水泳ジュニア五輪1位 パルポート中山響選手
和歌山県立星林高校3年で、パルポートワカヤマ(和歌山市湊御殿)所属の中山響(きょう)選手(17)がこのほど、東京で開かれた「第44回全国JOCジュニアオリンピックカップ春季水泳競技大会」に出場。18歳以下の高校生が対象となるCS区分の男子1500㍍自由形で自己記録を更新し、14分53秒32で1位に輝いた。中山選手は「日本代表入りし、オリンピックに出場したい」と意気込み、週6日、一日平均7000㍍のトレーニングに励んでいる。
中山選手がスイミングクラブに通い始めたのは0歳の頃。当初は別のクラブに所属しており、小学1年で初めて試合に出場した。その後、中学3年の春に「もっと速くなりたい」との思いで同クラブの楠本一彦コーチに自ら指導を頼み、移籍した。
移籍後は楠本コーチ指導のもと、「自らを追い込める精神力を養うトレーニング」に励み、4カ月後の2019年8月、「第59回全国中学校水泳競技大会」で優勝。21年4月にはコロナ禍のため、近畿大会など全国の大会のタイムを集計してランキングする通信大会で15分0秒02という自己記録を打ち出して優勝した。
しかし、ことし3月の大会では、自己記録に30秒ほど及ばず不振に終わったことから、中山選手は「ここから気持ちを切り替え、『結果を残したい』という強い気持ちで練習した」と振り返る。この思いを後押しし、楠本コーチは約1カ月間、より強度の高い量と質のトレーニングメニューを組み、二人三脚で今大会に臨んだ。
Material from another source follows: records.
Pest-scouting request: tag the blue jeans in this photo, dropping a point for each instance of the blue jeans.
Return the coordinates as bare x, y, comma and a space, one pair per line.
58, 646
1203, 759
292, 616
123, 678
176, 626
予選について中山選手は「掲示板が見えるコースだったので、いいペースを刻んでいるのが分かった」と振り返り、自己記録を約3秒半更新し、14分56秒48で1位通過。15分を切ったのは、中山選手1人だけだった。
迎えた決勝戦でも、ストローク回数をしっかりと数えながら落ち着いた泳ぎをみせ、前日の予選での自己記録をさらに4秒ほど縮めて優勝した。中山選手は「大会記録(14分52秒21)を狙っていたので悔しかったけれど、結果を残せたので良かった」と笑顔。「最後まで体力を温存し、少ないストロークで無駄なく泳げたのが結果につながったと思う」と勝因を語った。
中山選手は同大会の男子400㍍自由形でも4位に入賞。楠本コーチは、中山選手の強みを「体のバランスが良く、呼吸のタイミング、ストロークの軌道などがきちんとできているからこその抵抗の少ない泳ぎ」とし、「ターンの前後、ストリームラインの姿勢で距離を伸ばしていくことが課題の一つ。まだまだやらないといけないことは山積み」と背中を押す。
中山選手は28日から神奈川で開かれる「第98回日本選手権水泳競技大会」にも出場予定。同大会で良いタイムを出し、高校生で日本一になると、世界ジュニアの出場権が得られるため、「ジュニア日本代表として世界大会に出るのが目標」と気持ち新たに水をかき、前へ進む。